Happy New Year! I find myself, as I do every year at this time, preparing my forecast for the year for a round of presentations over the next few months to various professional and real estate organizations. Here are the highlights:

  • The general outlook is good. I believe that we are “over the hump” in terms of transitioning from an economy in recession, to recovery and now entering the prosperity part of the cycle. It may not yet feel that way to everyone, but at least in the real estate sector the recovery is dynamic, a fact reflected in our own working portfolio which is substantially filled with new projects.
  • It is the construction sector which has held back the recovery. As it recovers the economy will be back in full swing.

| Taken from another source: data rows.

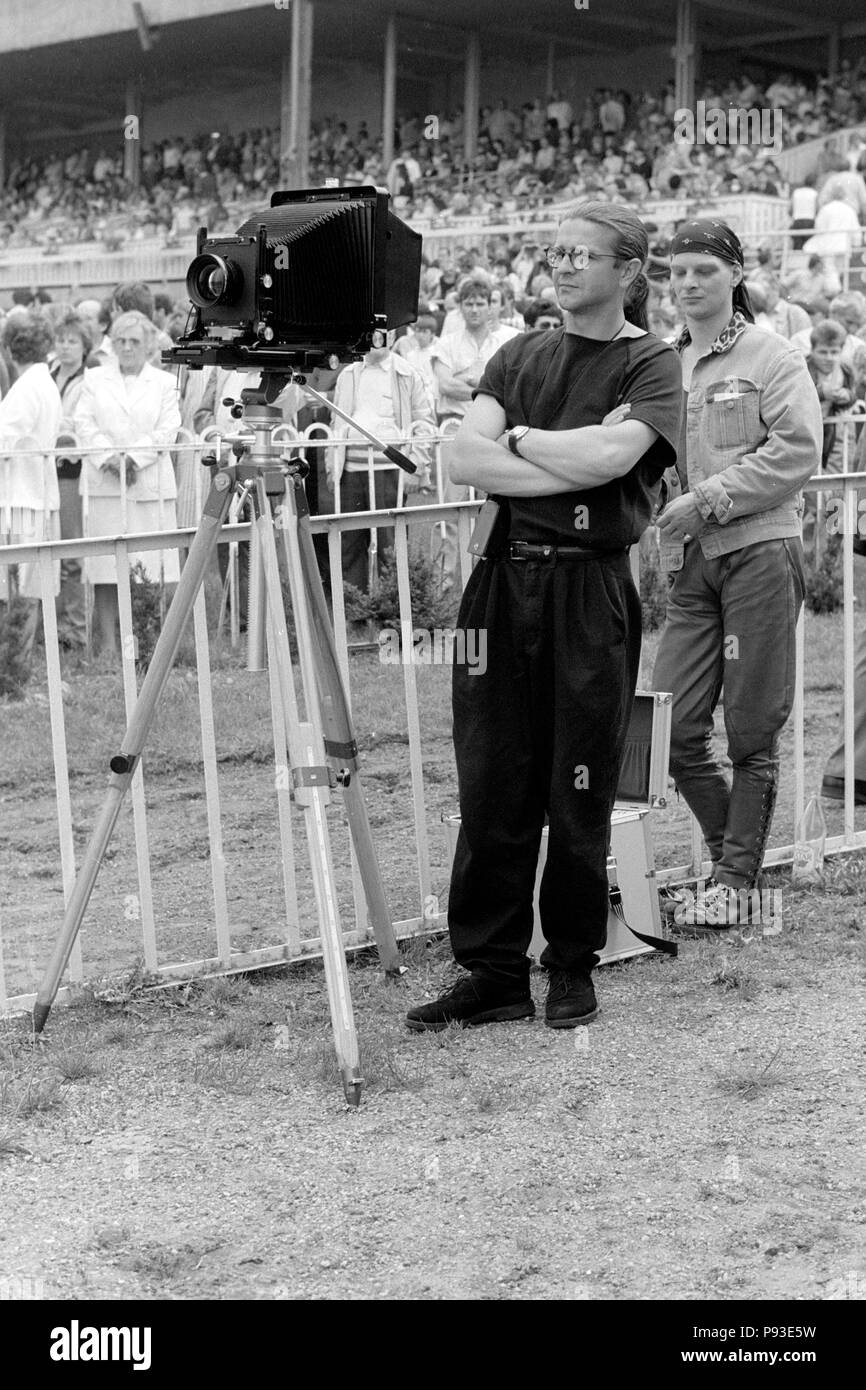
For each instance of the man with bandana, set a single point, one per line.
(731, 542)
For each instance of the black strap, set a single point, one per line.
(656, 943)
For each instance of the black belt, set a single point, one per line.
(527, 551)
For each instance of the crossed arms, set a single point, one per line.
(555, 460)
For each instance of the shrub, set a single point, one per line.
(430, 606)
(824, 580)
(146, 613)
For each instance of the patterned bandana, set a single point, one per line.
(720, 241)
(705, 235)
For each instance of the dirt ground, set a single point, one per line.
(701, 1140)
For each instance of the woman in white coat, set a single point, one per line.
(129, 413)
(29, 496)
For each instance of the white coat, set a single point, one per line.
(139, 416)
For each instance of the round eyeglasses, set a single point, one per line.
(580, 256)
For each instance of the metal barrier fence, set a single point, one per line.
(166, 951)
(754, 216)
(802, 159)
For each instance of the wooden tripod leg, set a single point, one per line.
(310, 781)
(125, 761)
(338, 731)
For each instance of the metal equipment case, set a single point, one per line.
(631, 863)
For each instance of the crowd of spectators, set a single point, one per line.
(615, 145)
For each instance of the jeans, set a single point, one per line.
(730, 626)
(71, 623)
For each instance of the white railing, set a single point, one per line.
(161, 957)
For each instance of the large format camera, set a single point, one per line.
(317, 274)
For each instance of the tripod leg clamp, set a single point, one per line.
(313, 777)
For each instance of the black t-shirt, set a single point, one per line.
(553, 380)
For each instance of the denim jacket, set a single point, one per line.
(752, 438)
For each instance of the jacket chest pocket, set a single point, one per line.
(733, 414)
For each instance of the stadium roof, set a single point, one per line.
(64, 66)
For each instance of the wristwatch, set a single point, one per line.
(515, 437)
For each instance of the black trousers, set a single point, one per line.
(355, 496)
(540, 729)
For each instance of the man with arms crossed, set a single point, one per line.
(541, 730)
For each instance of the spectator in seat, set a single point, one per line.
(850, 310)
(72, 344)
(388, 396)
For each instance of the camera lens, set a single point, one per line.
(211, 281)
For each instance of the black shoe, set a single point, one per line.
(470, 1002)
(570, 1000)
(834, 790)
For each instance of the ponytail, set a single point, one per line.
(634, 305)
(628, 241)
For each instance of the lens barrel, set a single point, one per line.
(211, 280)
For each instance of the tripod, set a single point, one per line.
(323, 752)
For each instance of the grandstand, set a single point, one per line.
(127, 125)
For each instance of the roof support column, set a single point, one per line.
(471, 95)
(295, 99)
(685, 54)
(132, 134)
(389, 91)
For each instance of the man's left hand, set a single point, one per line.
(680, 520)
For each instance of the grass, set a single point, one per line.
(734, 977)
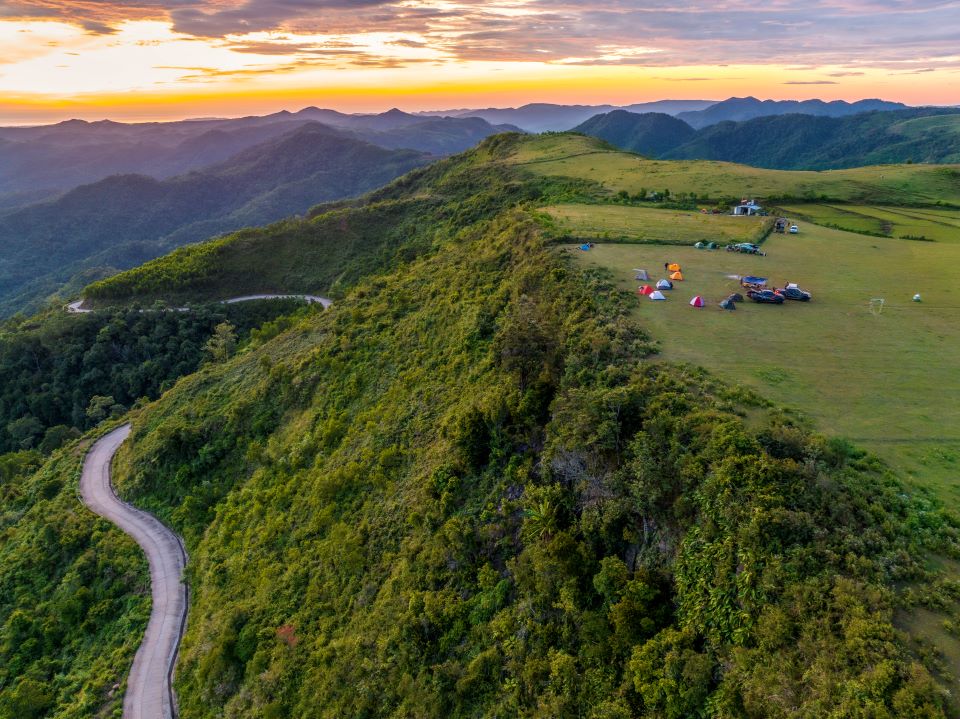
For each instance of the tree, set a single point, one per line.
(222, 342)
(101, 407)
(25, 430)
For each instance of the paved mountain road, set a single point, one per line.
(77, 307)
(149, 686)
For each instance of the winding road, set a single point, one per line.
(77, 307)
(149, 686)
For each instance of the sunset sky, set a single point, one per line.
(166, 59)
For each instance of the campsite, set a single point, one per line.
(876, 379)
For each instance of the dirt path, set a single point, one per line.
(149, 686)
(77, 307)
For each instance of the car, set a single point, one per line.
(746, 247)
(795, 293)
(765, 297)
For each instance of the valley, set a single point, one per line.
(490, 480)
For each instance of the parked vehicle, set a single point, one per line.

  • Demand is up in virtually all sectors, although in the commercial sector, in particular, it has been timid.
  • However, supply is behind in most sectors, particularly in residential.
  • The strongest sector continues to be residential rental, and that has played out with higher rents, low vacancies, stable and low capitalization rates (and fewer investment sales as sellers hold back), and continued institutional and other capital investment in bringing previously distressed single family homes into the rental pool.
  • Capital is available from many sources for real estate from both debt and equity. However, available debt capital is contingent on thorough due diligence.
  • Interest rates will rise, but moderately this year. I don’t think we will see significant interest rate increases until 2015.
  • Demographics matters:  stay focused in particular on Gen Y, still mostly in their 20’s, but now maturing. Their housing, business and lifestyle choices will play a big part on the demand side.
  • Technology has gained a stronger foothold across the board. The main global challenge is that computers, which used to supplement human activity, have now been replacing humans, an impact which has served to sustain high unemployment and especially underemployment. This is the key tension in the economy that will be with us for many years.
  • Technology has obviously changed the face of retailing, where “bricks and mortar” retailing continues to be challenged as it re-positions against the cyber retailing attack. Look for changes that are more profound in the next five years than in the previous 15!
  • The office market is recovering, but it is sluggish. The compression of office space needs, also a result of technology, is greatly impacting the occupancy and the eventual delivery of office space.
  • The hotel market is recovering at a pace that is even surprising its own professionals. There are good rates, high occupancy and a considerable number of new projects.
  • For-sale residential pricing is nearing the peak achieved in 2006. Some high end markets have already  fully recovered. Expect new pricing peaks later this year.
  • The emphasis on recovering older inventory continues as a focused business in the real estate sector, in some communities this is more important than new construction. The means respositioning, rehabilitation and repurposing.